2. Description of the Prior Art
A well packer, which is a device for blocking passage of fluids in an annular space between the well tubing and casing, may be used to protect well casing from high production or injection pressures, or from corrosive fluids, to prevent migration of fluids between zones through perforations or casing lengths, to isolate perforations and production in multiple completions, to increase flow efficiency, to maintain artificial lift control or to conserve energy in the reservoir by improved withdrawal rate control.
Most well packers have three main components: (1) a seal assembly for sealing the annular space, (2) a slip assembly for mounting and anchoring the packer in the well, and (3) a setting and release mechanism to apply and maintain, or relieve, the sealing force applied to the seal assembly. These components are often maintained in assembled relation by a mandrel.
An essential characteristic of the packer is that of reliability. Once a packer is installed, it should perform trouble-free for as long as desired. If the packer fails, the expense involved in retrieving and replacing the packer is usually quite high. Packer mechanics and the method by which a seal is maintained are major factors in determining overall packer cost and effectiveness.
Problems with prior art packers include excessive casing damage from slips, as well as slip failure. The slip assembly usually contains slip elements having teeth designed to penetrate into the casing wall and anchor the packer in position under pressure differentials which may exist across the packer. Theoretically, a packer can be seated and unseated a number of times without requiring the replacement of the slip elements. However, if longitudinal packer movement occurs as the slips are released, due to unequalized differential pressure across the packer or due to tubing tension or weight, damage to the casing may occur as well as dulling of the slip teeth. Movement may also result where the slips are corroded from an H.sub.2 S or other corrosive environment. The use of worn slips may cause a packer to fail in the well. Further, it is difficult to determine if the slip teeth are adequately sharp by visual inspection, since only a slight dulling can cause packer failure. Normally a packer should not be set at the same place in the casing where milling operations have taken place, or where slips have been engaged and held against a fairly high pressure differential. If damage to the casing has occurred when retrieving prior packers, it may be impossible to adequately seal the casing at the desired depth.
Methods for setting the slips and seal rings in packers include the application of an upward or downward force on a tubing string, actuation by hydraulic pressure, rotation of the tubing string, and use of a J-slot and pin arrangement. Problems transmitting the necessary torque to the packer are encountered with rotation methods. Hydraulic actuation has the problem of pressure fluctuation, with consequent repeated releasing and resetting of the slips into the casing, often resulting in casing damage, movement of the packer, and loss of sealing ability. With tension-type tools, problems may occur due to an inability to stretch the tubing sufficiently to effect normal release of the slips; in other cases where downward force must be applied, the packer may progressively move down to the plugback depth of the well while attempting to release the packer and slips, making it impossible to release the packer.

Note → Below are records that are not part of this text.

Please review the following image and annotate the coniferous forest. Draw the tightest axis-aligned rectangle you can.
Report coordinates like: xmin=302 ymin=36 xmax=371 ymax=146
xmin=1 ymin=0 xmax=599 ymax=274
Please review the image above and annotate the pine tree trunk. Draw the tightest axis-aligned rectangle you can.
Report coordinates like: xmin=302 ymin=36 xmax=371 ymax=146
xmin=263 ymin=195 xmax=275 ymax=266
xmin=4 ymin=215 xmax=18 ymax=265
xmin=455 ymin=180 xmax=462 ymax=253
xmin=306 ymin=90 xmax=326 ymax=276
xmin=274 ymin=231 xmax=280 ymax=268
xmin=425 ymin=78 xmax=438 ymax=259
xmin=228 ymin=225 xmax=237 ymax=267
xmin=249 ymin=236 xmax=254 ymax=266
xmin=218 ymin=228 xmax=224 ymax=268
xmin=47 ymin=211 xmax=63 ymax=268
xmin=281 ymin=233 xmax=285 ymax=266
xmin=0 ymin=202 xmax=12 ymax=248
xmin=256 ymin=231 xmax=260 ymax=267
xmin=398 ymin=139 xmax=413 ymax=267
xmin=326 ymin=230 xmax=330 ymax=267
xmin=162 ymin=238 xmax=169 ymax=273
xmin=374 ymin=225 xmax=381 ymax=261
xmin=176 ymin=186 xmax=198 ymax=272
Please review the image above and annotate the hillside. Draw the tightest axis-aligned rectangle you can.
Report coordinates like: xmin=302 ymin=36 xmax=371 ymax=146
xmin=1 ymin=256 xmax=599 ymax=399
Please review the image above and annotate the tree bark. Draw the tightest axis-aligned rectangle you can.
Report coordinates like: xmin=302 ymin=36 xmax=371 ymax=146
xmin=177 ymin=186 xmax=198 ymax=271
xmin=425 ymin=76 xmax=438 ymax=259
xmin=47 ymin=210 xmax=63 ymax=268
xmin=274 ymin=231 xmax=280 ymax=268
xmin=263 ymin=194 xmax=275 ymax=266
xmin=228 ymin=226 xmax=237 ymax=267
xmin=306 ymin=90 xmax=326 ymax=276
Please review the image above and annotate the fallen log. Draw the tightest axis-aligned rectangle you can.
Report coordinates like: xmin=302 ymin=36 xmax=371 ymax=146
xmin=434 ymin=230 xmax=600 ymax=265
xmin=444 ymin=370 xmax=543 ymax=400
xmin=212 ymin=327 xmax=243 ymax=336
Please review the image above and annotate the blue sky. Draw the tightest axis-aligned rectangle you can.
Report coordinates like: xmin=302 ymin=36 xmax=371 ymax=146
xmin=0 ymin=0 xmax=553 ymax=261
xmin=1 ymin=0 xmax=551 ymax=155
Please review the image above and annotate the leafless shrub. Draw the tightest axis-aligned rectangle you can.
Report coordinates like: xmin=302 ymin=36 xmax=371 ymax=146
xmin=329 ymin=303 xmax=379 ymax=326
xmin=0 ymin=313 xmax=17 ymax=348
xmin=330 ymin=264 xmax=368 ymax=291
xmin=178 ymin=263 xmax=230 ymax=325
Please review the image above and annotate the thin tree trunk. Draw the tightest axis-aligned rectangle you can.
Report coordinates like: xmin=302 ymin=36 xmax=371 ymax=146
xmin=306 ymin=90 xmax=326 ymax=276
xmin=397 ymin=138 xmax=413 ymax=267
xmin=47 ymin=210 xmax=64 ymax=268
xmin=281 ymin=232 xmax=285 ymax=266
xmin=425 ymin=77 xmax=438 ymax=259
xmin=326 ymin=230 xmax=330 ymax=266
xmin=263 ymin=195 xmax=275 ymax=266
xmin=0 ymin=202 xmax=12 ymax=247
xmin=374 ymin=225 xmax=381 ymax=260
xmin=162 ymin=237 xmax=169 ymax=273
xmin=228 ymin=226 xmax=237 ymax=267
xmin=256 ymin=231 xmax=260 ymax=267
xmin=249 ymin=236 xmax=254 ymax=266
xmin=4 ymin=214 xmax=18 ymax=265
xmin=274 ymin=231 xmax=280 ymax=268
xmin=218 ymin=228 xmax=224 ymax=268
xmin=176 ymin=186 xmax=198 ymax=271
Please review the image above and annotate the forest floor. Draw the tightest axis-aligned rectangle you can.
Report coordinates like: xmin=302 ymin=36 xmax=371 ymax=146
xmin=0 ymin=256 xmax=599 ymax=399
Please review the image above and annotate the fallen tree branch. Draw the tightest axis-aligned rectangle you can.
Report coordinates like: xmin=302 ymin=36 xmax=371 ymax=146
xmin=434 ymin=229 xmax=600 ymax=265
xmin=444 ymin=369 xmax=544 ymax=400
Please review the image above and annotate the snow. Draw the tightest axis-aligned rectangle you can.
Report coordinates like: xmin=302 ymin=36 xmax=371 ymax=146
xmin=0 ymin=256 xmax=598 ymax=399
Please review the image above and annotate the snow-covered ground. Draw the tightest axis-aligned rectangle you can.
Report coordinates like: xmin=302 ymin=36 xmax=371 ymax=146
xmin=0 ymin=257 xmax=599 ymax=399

For greater packer reliability it is essential that the packer have a sealing element which will establish and maintain a seal under producing conditions. Most conventional packers are reliable in wells in normal-to-medium temperature ranges where hydrogen sulfide gas is not being produced. In deep, sour wells, however, hydrogen sulfide gas presents a highly corrosive environment, particularly at high pressures and temperatures, for packer operations and it is often difficult for conventional packers to sustain an effective seal under such conditions.
The packer sealing elements themselves are normally formed of an elastomeric material such as rubber. Typically, when a packer is set, the elastomer sealing element is compressed longitudinally and expanded radially to form a seal against the casing. During compression the elastomeric material tends to extrude between the packer body and the casing. After the packer has been set, retrieval is often difficult due to excessive extrusion of the sealing element. The seals cannot resume their approximate original configuration, which can cause the packer to become stuck, especially in deep wells. This problem is aggravated at high temperatures in such wells. Further, most elastomers, will not sustain an effective seal in a sour gas environment, particularly at high temperatures and pressures. Under these conditions, most elastomer seal rings become brittle, deteriorate or swell and lose sealing capability.
Several elastomeric and synthetic resin materials have been suggested to overcome the degradation effect caused by high temperatures in an H.sub.2 S environment. For example, polytetrafluroethylene, sold under the trade name Teflon, and certain fluoroelastomers have good temperature and chemical resistance. However, these materials, like most other elastomers and resins, have certain undesirable mechanical properties. One disadvantage is that under higher temperature conditions it is often difficult to prevent elastomeric and synthetic resin materials from being extruded from even very small clearances in the annular space. Another disadvantage is that some of the suggested seal materials such as Teflon have virtually no elasticity, and therefore are difficult to unseat and retrieve.